Your Problems Aren’t Real Problems.
“Not another sad white boy” she lobbed this across the table when I said I’d made a friend at the museum. Two of the women I had joined for lunch chuckled with her.
It’s true, babes. I collect sad white boys because I collect sad humans. (Mostly other creatives.) Sentimental and sensitive with suitcases full of whimsy.
One such friend, D, was a delightful, short, red-headed theatre geek. In university, we’d sneak popcorn into the basement of the library and watch old episodes of Buffy. He fireman-carried me across campus to get hot chocolate when I was feeling low. I’d read books in the back of the theatre among the costumes while waiting for his practices to end.
I went to the play he produced and acted in a year after graduation. Then, we gradually lost touch. No hard feelings. No big blowouts. Just faded out of each other’s orbit.
We weren’t what people imagined when they thought of mental illness, but both of us wrestled with depression . One conversation we had is ingrained in my brain when we realized that we had both been told “You’re not supposed to be depressed.” I’ve heard his response, “my problems aren’t real problems” echoed from multiple male chests over the years.

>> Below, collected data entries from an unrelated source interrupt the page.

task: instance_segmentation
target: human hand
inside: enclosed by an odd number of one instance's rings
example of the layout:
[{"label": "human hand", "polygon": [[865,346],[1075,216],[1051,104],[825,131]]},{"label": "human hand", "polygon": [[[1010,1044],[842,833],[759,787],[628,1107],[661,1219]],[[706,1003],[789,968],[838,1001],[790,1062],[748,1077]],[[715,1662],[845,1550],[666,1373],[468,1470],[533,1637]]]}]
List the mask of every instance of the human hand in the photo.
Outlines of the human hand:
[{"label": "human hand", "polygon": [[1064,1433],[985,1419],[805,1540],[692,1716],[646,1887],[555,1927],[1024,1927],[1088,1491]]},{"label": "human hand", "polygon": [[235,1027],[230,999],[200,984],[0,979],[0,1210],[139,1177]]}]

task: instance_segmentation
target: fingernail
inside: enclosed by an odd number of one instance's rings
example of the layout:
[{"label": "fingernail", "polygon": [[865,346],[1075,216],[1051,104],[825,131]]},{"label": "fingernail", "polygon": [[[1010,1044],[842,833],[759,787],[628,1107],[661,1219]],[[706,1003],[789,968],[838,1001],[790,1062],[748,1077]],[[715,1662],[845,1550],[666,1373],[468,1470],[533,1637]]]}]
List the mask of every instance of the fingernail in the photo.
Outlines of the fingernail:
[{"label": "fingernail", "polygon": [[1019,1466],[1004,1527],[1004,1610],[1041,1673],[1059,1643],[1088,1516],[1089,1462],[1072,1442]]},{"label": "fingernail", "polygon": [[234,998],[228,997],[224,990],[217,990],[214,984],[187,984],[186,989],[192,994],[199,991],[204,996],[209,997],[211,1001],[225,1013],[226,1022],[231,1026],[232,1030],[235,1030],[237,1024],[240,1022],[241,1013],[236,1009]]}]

A few years back, I was mulling it over in my mind. I realized how many of the white men I’ve formed deep friendships with had been knocked out of the proto-typical, All-American, red-blooded box either by their own doing or by life itself.

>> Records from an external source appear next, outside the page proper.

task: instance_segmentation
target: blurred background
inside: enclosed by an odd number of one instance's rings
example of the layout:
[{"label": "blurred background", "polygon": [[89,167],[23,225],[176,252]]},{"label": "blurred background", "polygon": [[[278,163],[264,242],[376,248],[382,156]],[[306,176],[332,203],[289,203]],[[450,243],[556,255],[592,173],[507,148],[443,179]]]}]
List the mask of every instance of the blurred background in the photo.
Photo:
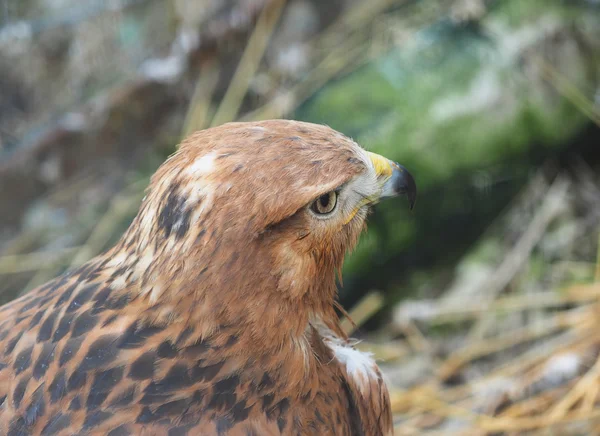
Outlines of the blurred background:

One was a jock and queer. One was conventionally handsome and grew up in poverty. One was Sherlock-lite in his cleverness and an adorable theatre geek. One was rich and also my existentialist buddy. I started counting.
Out of 33, all but four had disabilities or had mental health struggles or were considered “sissies” as a child or queer or grew up dangerously poor. Some were more than a few in one.
Without those life experiences or identity markers, I fear we wouldn’t have had much common ground to form friendships.
They had to be outsiders, in some way, to understand my story. To recognize the language. To even want to read it.